Last week I wanted to get out of my house and enjoy Dover. My dad’s visit was the perfect opportunity to do just that. The weather was lovely, perfect for being out and about, and his company was so greatly appreciated.

This week my goal is to stay upbeat, and to fully take advantage of my hours away from work before my driving class starts next Monday. I am feeling a  little anxious, but my efforts to prevent anxiety by staying organized and prepared have paid off. I’m a whole lot less frantic feeling that I was anticipating. There are a few loose ends to tie up, financially, but I’m not going to waste energy worrying about it. Oddly enough, I am more nervous about the social aspect of the class than I am about the actual driving at this point. I will likely be among a bunch of teenagers, and I am very uneasy in new surroundings and situations. Uuuugh. All in all though, I’ve been looking at the positive. I know this class will help ease my fears. I like structure.

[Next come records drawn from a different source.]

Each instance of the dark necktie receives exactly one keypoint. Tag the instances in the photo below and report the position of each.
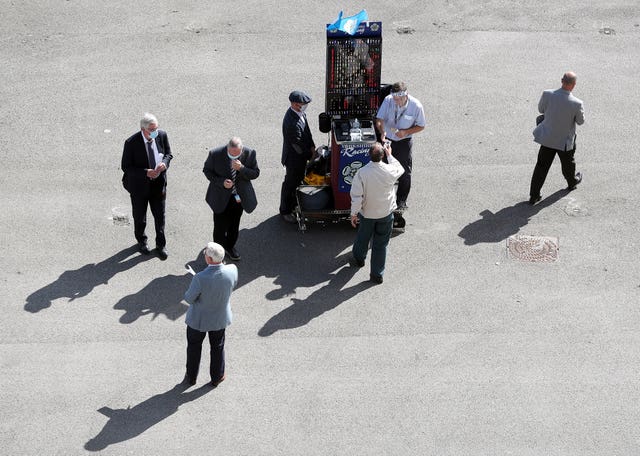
(233, 177)
(151, 156)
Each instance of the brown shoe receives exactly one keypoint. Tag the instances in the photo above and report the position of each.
(220, 380)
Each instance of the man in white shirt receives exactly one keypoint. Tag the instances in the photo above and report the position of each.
(399, 117)
(373, 201)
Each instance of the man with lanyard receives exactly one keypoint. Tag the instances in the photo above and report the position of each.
(399, 117)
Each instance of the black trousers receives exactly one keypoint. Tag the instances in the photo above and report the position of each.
(194, 353)
(226, 224)
(139, 204)
(402, 152)
(292, 179)
(545, 159)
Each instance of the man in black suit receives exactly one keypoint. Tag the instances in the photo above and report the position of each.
(145, 159)
(297, 149)
(230, 170)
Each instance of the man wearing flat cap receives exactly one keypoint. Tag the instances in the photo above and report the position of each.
(297, 148)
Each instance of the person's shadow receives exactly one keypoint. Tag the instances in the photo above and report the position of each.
(161, 296)
(80, 282)
(295, 260)
(126, 424)
(302, 311)
(506, 222)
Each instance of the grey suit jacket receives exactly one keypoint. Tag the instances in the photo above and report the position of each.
(562, 112)
(209, 297)
(217, 168)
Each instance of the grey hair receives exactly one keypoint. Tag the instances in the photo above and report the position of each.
(148, 119)
(235, 143)
(399, 86)
(215, 252)
(569, 77)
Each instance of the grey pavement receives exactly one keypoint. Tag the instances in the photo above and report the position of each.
(464, 350)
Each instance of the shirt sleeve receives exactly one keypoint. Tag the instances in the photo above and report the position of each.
(193, 292)
(356, 193)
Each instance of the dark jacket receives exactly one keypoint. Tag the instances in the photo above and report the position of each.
(135, 163)
(217, 168)
(297, 145)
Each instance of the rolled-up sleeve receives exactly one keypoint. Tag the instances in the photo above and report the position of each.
(193, 292)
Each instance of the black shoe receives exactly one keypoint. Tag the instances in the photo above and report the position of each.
(356, 263)
(162, 253)
(233, 254)
(217, 382)
(578, 179)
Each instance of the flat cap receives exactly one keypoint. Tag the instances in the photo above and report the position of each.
(298, 96)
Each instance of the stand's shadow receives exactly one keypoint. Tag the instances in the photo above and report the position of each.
(80, 282)
(506, 222)
(293, 259)
(302, 311)
(125, 424)
(297, 260)
(161, 296)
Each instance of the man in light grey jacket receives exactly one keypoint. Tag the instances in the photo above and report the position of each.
(556, 134)
(209, 313)
(373, 200)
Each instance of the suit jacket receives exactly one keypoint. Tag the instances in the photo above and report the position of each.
(135, 163)
(217, 168)
(562, 112)
(209, 297)
(297, 145)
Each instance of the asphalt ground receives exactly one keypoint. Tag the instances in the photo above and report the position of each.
(464, 350)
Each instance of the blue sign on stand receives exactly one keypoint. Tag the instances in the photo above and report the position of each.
(353, 156)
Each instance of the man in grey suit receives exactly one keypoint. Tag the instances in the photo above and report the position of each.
(209, 313)
(230, 170)
(556, 134)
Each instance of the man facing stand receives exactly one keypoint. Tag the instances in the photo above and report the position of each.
(230, 170)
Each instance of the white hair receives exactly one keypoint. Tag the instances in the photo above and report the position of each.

Until then, I am going to find pleasure in the smallest things and remember to act intuitively. I’m going to be extra kind to myself and to everyone around me, this week (especially Timothy and his sweet family). I want time to slow down just a tiny bit. My “to do” list has been done, and this is all that is left.

This space may be a little quiet this week. My energy is focused elsewhere.

Linking up with The Nectar Collective. ♥

PS. Now that it’s September, I am officially ready to pumpkin spice all the things.